I use both soft and oil pastels occasionally, because it’s like painting without the mess. You can see the work I’ve done in pastels HERE.
I was amused to find that, in New Zealand, rather than saying pas-TEL, they say PAS-t’l, almost without the ‘e’ – never could get used to that!
Pastels were invented at the end of the fifteenth century in northern Italy, and it is thought that Leonardo da Vinci was the first artist to use them, although none of his pastel drawings are known today.
Chalk pastels are made by blending dry powdered pigments with a nongreasy liquid binding medium such as gum arabic.
The resultant paste is usually rolled into a stick and then dried.
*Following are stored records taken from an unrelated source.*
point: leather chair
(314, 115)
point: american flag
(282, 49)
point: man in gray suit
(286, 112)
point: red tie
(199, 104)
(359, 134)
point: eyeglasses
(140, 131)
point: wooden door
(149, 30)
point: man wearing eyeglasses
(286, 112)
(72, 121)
A wide spectrum of pastel colors is possible.
By the eighteenth century, some artists endeavored to imitate the power and richness of oil painting through a more painterly style of draftsmanship, so that many of the finest pastels of the period are known as “pastel paintings.”
Oil pastels are considered a fast medium because they are easy to paint with and convenient to carry; for this reason they are often used for sketching, but can also be used for sustained works.
Oil pastel (also called wax oil crayon) is a painting and drawing medium with characteristics similar to pastels and wax crayons.
Unlike “soft” or “French” pastel sticks, which are made with a gum or methyl cellulose binder, oil pastels consist of pigment mixed with non-drying oil and a wax binder.
The surface of an oil pastel painting is therefore less powdery, but more difficult to protect with a fixative.
Oil pastels provide a harder edge than “soft” or “French” pastels but are more difficult to blend. Until the addition of a stabiliser in 1927, oil pastels came in two types: winter pastels with additional oil to prevent hardening and summer pastels with little oil to avoid melting.